On the last day of camp the counselors received a letter that retold the classic story of a young girl who walks along the shore and tosses starfish back into the sea in order to prevent them from drying out and dying. A man sees the girl doing this and says, “Why are you doing this? Your efforts are futile. You can’t possibly save all the millions of beached starfish.” In response, the young girl takes one additional starfish and tosses it very far into the sea. “You’re right, I can’t save all the starfish in the world,” she responds. “But, for this particular starfish I actually am making a huge difference.”     
I feel the same way about Lev Binyamin.  I know that I can’t help all the handicapped children in this world or even in all of Israel — not even all the special needs children in the Binyamin region. But to the families of Lev Binyamin campers, it makes a HUGE difference. I know this is true from the letter I got from Batzi’s parents, Anat and Eli.

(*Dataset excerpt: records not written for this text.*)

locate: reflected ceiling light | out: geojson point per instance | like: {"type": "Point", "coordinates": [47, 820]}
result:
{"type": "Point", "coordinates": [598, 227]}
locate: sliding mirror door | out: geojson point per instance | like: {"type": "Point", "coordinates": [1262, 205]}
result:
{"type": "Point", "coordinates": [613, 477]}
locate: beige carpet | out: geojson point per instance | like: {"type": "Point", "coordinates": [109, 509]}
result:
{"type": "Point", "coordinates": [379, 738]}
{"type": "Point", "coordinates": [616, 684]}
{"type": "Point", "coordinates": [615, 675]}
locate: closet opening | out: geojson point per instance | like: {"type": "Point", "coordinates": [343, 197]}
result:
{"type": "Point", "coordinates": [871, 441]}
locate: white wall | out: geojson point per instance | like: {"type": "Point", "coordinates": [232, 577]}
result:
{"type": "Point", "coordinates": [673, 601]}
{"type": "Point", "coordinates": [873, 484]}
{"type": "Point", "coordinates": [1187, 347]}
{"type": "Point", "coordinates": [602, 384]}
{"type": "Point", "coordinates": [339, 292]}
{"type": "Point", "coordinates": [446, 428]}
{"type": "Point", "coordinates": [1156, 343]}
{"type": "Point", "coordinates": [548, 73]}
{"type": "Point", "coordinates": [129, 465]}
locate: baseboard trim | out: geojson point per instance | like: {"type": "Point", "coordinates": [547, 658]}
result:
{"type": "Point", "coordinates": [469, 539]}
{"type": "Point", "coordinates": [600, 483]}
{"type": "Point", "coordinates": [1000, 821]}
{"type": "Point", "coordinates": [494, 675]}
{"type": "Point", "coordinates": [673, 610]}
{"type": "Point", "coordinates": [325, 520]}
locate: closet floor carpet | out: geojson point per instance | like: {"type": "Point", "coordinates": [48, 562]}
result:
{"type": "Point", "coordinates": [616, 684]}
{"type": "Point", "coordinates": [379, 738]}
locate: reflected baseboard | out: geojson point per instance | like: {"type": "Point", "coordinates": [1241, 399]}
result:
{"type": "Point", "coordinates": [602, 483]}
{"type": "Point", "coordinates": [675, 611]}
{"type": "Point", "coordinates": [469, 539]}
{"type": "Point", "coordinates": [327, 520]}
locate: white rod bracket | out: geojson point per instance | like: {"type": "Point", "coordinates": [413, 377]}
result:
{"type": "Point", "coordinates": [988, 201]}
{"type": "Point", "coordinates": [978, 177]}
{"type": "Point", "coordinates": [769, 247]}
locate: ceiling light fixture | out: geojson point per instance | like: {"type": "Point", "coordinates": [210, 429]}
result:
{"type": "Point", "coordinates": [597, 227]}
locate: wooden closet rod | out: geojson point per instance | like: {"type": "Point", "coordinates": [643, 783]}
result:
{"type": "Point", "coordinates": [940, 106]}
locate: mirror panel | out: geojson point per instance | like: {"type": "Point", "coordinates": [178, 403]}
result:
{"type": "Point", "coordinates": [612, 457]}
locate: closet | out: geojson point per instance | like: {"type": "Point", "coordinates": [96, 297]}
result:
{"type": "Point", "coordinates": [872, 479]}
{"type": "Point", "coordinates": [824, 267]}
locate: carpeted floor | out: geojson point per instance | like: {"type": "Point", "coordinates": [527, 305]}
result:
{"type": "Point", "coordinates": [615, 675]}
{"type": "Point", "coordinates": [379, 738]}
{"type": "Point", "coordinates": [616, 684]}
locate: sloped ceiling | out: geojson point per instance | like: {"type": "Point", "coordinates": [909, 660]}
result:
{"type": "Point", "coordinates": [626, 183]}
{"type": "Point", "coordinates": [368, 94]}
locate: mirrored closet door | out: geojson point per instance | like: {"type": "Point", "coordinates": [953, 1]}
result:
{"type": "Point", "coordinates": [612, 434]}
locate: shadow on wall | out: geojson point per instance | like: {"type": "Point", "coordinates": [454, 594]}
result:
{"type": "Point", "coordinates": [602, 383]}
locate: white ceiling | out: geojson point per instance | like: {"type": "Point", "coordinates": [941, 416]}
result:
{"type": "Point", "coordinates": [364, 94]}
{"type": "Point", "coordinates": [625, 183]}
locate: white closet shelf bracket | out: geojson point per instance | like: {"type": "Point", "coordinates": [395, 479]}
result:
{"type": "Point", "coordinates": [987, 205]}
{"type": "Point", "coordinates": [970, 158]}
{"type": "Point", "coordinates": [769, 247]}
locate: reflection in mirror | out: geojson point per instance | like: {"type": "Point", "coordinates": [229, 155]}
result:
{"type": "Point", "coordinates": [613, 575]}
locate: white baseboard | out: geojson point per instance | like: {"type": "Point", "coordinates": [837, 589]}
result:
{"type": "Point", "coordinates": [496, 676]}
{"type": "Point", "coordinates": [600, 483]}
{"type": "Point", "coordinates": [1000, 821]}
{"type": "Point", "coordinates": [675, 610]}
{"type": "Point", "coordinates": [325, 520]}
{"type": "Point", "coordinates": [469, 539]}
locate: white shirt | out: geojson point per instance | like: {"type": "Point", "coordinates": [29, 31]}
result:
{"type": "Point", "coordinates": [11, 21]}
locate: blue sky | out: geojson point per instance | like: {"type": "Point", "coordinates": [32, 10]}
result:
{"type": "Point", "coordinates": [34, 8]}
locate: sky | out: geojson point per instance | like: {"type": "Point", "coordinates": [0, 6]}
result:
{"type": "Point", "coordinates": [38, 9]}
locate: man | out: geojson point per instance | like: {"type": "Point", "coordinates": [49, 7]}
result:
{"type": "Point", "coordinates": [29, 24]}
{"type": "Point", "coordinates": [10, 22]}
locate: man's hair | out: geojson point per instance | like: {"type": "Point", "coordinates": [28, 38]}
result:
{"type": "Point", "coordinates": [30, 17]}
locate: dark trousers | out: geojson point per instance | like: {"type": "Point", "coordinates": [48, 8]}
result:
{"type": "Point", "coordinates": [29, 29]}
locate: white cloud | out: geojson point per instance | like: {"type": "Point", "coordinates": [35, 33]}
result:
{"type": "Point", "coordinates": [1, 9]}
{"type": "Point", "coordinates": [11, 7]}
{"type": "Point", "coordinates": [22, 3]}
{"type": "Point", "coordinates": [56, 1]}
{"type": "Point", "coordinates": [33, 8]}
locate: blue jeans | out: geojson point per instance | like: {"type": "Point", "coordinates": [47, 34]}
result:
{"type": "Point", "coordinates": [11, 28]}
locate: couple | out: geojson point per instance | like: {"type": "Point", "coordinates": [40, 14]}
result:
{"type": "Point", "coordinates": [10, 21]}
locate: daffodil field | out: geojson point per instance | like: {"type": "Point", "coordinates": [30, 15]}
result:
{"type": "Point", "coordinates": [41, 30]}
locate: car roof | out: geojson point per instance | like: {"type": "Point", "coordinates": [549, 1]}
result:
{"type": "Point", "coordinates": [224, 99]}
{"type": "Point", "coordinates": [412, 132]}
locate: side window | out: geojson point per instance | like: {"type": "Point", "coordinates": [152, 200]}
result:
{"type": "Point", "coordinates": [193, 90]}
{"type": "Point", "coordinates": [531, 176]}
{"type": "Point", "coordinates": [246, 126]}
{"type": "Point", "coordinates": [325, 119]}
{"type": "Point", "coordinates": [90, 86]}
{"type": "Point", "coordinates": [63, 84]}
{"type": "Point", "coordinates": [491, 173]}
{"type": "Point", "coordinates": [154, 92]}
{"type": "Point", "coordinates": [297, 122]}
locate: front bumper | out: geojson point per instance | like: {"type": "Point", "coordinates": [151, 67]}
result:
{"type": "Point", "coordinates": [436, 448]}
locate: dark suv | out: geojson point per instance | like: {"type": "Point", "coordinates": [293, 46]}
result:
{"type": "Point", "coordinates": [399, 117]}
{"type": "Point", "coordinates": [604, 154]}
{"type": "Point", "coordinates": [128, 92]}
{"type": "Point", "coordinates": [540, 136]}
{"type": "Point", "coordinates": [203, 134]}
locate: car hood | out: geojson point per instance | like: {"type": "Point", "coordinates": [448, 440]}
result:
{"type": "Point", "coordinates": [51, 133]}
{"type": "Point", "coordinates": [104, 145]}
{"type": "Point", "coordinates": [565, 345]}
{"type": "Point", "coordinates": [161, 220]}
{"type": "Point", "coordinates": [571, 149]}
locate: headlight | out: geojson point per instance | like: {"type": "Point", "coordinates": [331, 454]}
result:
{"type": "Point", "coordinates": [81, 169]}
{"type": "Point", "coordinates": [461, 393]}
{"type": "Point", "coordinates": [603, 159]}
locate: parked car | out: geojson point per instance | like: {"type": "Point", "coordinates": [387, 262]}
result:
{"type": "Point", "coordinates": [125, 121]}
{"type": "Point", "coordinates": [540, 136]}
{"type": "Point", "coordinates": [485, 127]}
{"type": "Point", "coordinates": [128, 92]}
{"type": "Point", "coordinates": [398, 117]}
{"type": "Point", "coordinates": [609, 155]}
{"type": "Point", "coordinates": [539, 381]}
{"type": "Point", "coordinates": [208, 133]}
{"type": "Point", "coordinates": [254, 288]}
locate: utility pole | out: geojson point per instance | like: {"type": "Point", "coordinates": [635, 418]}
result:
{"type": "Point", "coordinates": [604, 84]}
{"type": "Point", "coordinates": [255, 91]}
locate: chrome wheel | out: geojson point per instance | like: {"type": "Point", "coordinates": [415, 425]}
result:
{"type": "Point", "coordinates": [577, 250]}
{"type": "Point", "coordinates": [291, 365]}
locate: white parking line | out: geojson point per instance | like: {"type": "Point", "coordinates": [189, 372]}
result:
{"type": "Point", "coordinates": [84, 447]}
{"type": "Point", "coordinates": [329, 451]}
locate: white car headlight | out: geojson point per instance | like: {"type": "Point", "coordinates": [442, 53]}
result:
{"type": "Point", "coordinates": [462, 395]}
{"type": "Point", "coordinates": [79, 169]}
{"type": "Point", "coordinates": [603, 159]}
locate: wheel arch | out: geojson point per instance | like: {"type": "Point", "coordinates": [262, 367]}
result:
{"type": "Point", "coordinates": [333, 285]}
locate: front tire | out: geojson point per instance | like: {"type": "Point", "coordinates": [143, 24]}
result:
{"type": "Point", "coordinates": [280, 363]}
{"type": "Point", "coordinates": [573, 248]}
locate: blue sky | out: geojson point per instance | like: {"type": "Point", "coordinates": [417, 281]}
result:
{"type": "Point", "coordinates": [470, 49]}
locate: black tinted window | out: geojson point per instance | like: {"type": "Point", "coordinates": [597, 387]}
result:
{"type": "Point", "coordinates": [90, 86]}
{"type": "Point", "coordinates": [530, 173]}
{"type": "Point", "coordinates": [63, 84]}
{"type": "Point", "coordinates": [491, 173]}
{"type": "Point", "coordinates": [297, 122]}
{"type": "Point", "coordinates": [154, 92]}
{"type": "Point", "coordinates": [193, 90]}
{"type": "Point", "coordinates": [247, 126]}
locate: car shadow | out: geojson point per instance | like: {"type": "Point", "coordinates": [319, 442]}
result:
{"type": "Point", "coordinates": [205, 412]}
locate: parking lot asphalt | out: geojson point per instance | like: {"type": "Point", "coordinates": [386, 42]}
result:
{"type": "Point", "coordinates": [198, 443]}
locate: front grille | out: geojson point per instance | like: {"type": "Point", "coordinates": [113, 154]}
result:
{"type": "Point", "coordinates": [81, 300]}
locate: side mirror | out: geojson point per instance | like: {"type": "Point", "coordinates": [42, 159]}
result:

They are devoted, caring and loving parents. They are dedicated to finding Batzi the best possible environment at all times, during the year and during the summer.  Yet they have several other children to care for and the work involved in caring for a child with such special needs can be overwhelming.  They are very grateful for the work Lev Binyamin does and for each and every counselor who provides mental and physical stimulation for their daughter in a tender and caring atmosphere. 

“We greatly appreciate your allowing Batzi into your life – to experience the joyful and youthful atmosphere that Batzi could never experience without you,” wrote Anat and Eli in Hebrew. “When Batzi goes to camp our burden is temporarily relieved.  While we are still worried about Batzi, and how she is faring while she is away, we trust you implicitly.” While Anat, Eli and the younger children are entirely devoted to Batzi, Lev Binyamin allows them some respite from the constant care Batzi requires, some time to give their other children a little extra attention. 

While working with severely disabled children and adolescents can be both physically and emotionally draining, it is also very rewarding. The experience has also made me more appreciative of my very normal life. I am thankful for my ability to feed, bathe and dress myself and I am supremely grateful for my ability to communicate with words and on paper.  I have learned that my “normal” abilities are not to be taken for granted.

Yael Kaplan is a sophomore at SAR High School in the Bronx.

This article is reprinted from October 30, 2009.


Submitted by Rahul on Fri, 03/02/2012 - 10:00am

I don't have a child on the spectrum but I soooo arcaepipte and respect your candor in these various posts. Every child is different, every family is different some have an easier road and some have a more difficult road. I just wish that instead of jumping to conclusions or judging or just looking at the surface, that we could really and truly respect each other's paths and choices. We're all just trying to do the best that we can with the situation and resources that we have.